My lips were already starting to swell when I cleaned the blood away, and I could barely see out of my left eye. I had the urge to just let myself cry just this once but again fought it back. Instead, I let the anger build up inside to help fuel my rage.
This is what it feels like to be bullied I guess because that’s exactly what they’d done. Sure, no one else even said anything, only Gia, but it’s the same since they just stood around and watched. My stupid mind tried reminding me that I’d done the same and worse to her over the years, but I killed that stream of thought because she deserved it, I didn’t, and this just proves it.
She’d waited until mom wasn’t here to protect me, coward, that she is. She’d never have had the nerve had mom not been in jail right now. The reminder that I was all alone made my knees weak, and I felt a kernel of fear start to grow, followed by a play-by-play of all that had gone wrong in the last week or so.
The feeling of imminent doom that overcame me only made me want to explode, and I needed some sort of release before I went insane.

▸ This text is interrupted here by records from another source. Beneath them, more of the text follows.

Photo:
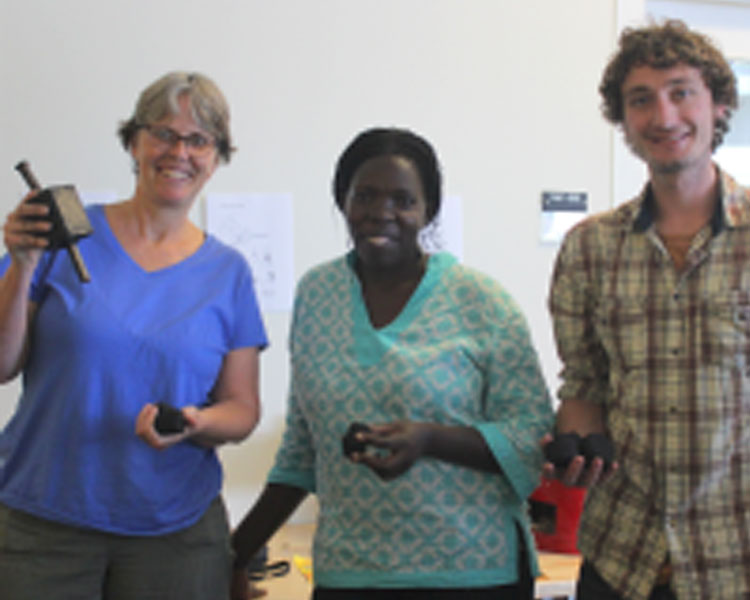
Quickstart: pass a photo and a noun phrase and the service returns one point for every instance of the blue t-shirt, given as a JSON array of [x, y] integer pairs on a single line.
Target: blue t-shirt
[[99, 352]]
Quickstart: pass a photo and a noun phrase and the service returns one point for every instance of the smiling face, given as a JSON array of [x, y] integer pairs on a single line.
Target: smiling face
[[385, 209], [173, 173], [669, 117]]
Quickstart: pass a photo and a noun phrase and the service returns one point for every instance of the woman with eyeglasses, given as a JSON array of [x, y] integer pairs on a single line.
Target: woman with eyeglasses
[[96, 501]]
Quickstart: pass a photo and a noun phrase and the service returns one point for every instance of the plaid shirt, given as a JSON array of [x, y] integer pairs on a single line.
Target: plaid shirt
[[667, 353]]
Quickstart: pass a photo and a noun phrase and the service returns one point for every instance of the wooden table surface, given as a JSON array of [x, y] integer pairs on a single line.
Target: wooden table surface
[[559, 571]]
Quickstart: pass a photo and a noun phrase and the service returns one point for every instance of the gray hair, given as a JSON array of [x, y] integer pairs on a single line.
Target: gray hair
[[208, 108]]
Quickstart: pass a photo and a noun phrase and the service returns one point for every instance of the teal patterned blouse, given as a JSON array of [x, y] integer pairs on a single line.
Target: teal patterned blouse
[[459, 353]]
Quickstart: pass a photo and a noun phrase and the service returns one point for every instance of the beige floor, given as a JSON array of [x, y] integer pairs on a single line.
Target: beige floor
[[557, 580]]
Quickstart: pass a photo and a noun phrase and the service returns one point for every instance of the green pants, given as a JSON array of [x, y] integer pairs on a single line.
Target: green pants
[[42, 559]]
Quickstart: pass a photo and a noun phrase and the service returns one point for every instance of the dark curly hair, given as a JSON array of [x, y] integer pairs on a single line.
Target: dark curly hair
[[663, 46], [380, 141]]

I looked around the room, ready to throw something but then had a better idea. I ran from my private bathroom down the hall to Gia’s room, looking for anything to destroy.
I’d barely stepped foot in there when the phone I’d forgotten rang in my pocket. I was going to ignore it, but I can’t afford to do that these days because I have no other way of communicating with anyone since I’d been kicked off the school forum and Twitter had suspended my account for a week. Some asshole had reported me for making threats.
“Hello!”
“Get the fuck outta that room.”
“How do you…?” He hung up, and I looked around in surprise and fear. How did Gabriel Russo know I was in here? I started to ignore him, but something in my gut told me to walk away for now. Maybe this is the problem. I’ve been too rash lately, and that’s why all of this was happening.
I’ve never had to think about these things before, never had to watch my step, because Gia had always known her place, and besides, she’s afraid of me, or so I thought. But now, with the Russos backing her, she seems to think she can get away with shit like this. I backed out of the room and went back to mine, feeling miserable and sore.
My mind tried to come up with all the ways Gabriel could’ve known the moment I stepped into the room and settled on one thing; he had the room bugged or something. That explains how he knew to come to her rescue the day I put glue in her hair, how he got here so fast. I felt unsafe alone in the house, not knowing what that creep could see and hear. Did he have eyes in my room too?
I wanted to go into my closet and hide at least until Felix came home, but my mind was too unsettled. I caught myself just in time as I started to pull my hair out. I can’t let Gabriel see me acting like that. I was still holding onto the tiniest glimmer of hope that I could turn this thing around.
I looked around at the chaos that was left of my room after that bitch Ella had cleaned it. She’d spitefully left the broken stuff on my desk with the excuse that she wasn’t sure what I’d like to salvage from the wreckage, but I’ve always known she preferred Gia, and that’s why she’d done it. She wouldn’t have dared had mom been here. My lips stung when I sneered, and I felt the first tear fall.
Because there was nothing else I could do, I lay across my bed feeling sorry for myself and imagining all the ways I was going to make Gia pay. The humiliation set in, the more time passed until I wanted to crawl out of my own skin. My room took the brunt of it again, and by the time I had calmed down, I’d destroyed even more of my stuff. The room spun, making me nauseous and that mixed with my anger had me dropping back down on the bed in defeat and frustration.
More than being jumped, it was the way Gabriel had come to her rescue, the way he’d stood so protectively in front of her that still stung. That should’ve been me. I’m the one he should’ve rushed to like that, and the way he’d looked at her when he ran into the room, like a knight coming to the rescue. My chest hurt as the tears I’d held in check was given free rein.